Salvini e Orban stringono un patto per l’alleanza tra Ppe e sovranisti

Il patto lo hanno siglato da tempo. Ma la stretta di mano, ieri, tra Matteo Salvini e Viktor Orban a Budapest sancisce l’obiettivo di entrambi: imporre al Ppe l’alleanza con la destra sovranista guidata dal leader della Lega. «Faccio parte di uno schieramento forte come non lo è mai stato, non di destra ma alternativo ai burocrati e spero che si possa dialogare con i conservatori per lasciare fuori la sinistra, che vuole il male dell’Europa», ha detto il ministro dell’Interno italiano. Accanto a lui il premier ungherese ha confermato: «Il Ppe deve restare aperto alla collaborazione con le destre, come quelle di Salvini. Io sono convinto che l’Ue ha bisogno di un’alleanza di partiti contro le migrazioni», ha detto Orban minacciando di fatto l’uscita dal gruppo dei Popolari qualora si confermasse l’alleanza con i socialisti: «Sul nostro destino decideremo noi stessi. Se il Ppe si lega alla sinistra europea in quella collaborazione sarà difficile trovare il nostro posto, sia ora sia dopo le elezionifaremo le nostre scelte».

Difficile se non impossibile che il Ppe, dove è forte anche il dissenso nei confronti del partito di Orban che è stato sospeso dal gruppo proprio per le sue politiche illiberali, possa sedersi allo stesso tavolo per decidere del governo dell’Europa con forze come Afd o il Rassemblement National. Ma Salvini punta ad allargare il fronte e guarda ai Conservatori e riformisti, guidati dal leader del Pis, il polaccoJaroslaw Kaczynski e dove a rappresentare l’Italia è Giorgia Meloni.
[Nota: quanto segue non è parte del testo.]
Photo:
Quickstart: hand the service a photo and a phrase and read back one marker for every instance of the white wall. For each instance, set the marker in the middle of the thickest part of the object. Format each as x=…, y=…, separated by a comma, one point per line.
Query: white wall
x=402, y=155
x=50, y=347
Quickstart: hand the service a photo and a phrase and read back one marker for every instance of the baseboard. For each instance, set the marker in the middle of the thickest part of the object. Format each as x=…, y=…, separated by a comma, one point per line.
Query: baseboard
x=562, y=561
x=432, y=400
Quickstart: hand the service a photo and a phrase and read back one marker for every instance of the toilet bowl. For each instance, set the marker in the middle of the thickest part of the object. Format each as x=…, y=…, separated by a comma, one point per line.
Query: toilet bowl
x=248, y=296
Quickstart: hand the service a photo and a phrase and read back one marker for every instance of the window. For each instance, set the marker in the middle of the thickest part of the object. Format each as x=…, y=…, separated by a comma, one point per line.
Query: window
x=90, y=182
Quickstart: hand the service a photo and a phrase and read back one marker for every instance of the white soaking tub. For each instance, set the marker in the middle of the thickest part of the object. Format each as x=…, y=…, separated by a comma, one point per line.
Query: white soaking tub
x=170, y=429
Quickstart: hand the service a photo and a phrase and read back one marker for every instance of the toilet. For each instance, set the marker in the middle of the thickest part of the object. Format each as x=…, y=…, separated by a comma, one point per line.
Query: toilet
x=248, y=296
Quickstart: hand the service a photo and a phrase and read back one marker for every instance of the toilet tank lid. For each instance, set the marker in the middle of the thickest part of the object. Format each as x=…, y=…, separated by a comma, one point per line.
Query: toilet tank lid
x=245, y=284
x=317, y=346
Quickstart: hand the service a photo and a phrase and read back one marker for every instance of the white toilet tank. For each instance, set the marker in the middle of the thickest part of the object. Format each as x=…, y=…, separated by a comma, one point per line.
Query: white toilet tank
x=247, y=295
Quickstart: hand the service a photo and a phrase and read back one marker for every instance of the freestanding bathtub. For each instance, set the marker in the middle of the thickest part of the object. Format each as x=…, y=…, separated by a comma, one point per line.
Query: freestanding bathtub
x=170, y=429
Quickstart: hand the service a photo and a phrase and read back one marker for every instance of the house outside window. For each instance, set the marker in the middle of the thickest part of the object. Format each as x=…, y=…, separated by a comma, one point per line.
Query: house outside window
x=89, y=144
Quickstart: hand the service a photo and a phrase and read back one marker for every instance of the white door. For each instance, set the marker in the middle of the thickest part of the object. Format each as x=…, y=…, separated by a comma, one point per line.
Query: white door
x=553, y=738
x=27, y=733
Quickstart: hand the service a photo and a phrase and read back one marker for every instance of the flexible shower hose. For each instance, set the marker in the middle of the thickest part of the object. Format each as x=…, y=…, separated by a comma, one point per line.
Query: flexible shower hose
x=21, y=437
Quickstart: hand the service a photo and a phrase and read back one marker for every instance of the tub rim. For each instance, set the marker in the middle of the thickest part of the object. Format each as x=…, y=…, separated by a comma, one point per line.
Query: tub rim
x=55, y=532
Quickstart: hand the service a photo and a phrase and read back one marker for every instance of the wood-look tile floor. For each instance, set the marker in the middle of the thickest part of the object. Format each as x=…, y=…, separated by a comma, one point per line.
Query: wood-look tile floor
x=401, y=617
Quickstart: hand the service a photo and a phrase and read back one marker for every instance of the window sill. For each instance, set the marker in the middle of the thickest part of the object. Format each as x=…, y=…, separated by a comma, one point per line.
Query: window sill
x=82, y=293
In ogni caso per adesso il vicepremier leghista non vuole portarsi troppo avanti rispetto alle prospettive future scendendo nel dettaglio e preferisce limitarsi ad enfatizzare l’intesa con il premier ungherese che ha come principale trait d’union la lotta all’immigrazione. «La nuova Europa difenderà le sue frontiere, il problema non è la redistribuzione dei migranti ma impedirne l’arrivo», sostengono entrambi. Con Salvini che plaude al “muro” eretto da Orban al confine con la Serbia su alte reti metalliche anche elettrificate. «In Italia, in Ungheria e in Europa si entra solo con il permesso – dice Salvini – vogliamo un’Europa diversa, che difenda la sicurezza, rilanci il lavoro, la famiglia e l’identità cristiana del nostro continente». Un’Europa, anche, pronta a rivedere «gli accordi commerciali e finanziari con i paesi extraeuropei che non agevolano i rimpatri» e disposta a realizzare dei centri di «identificazione e transito» fuori dai confini.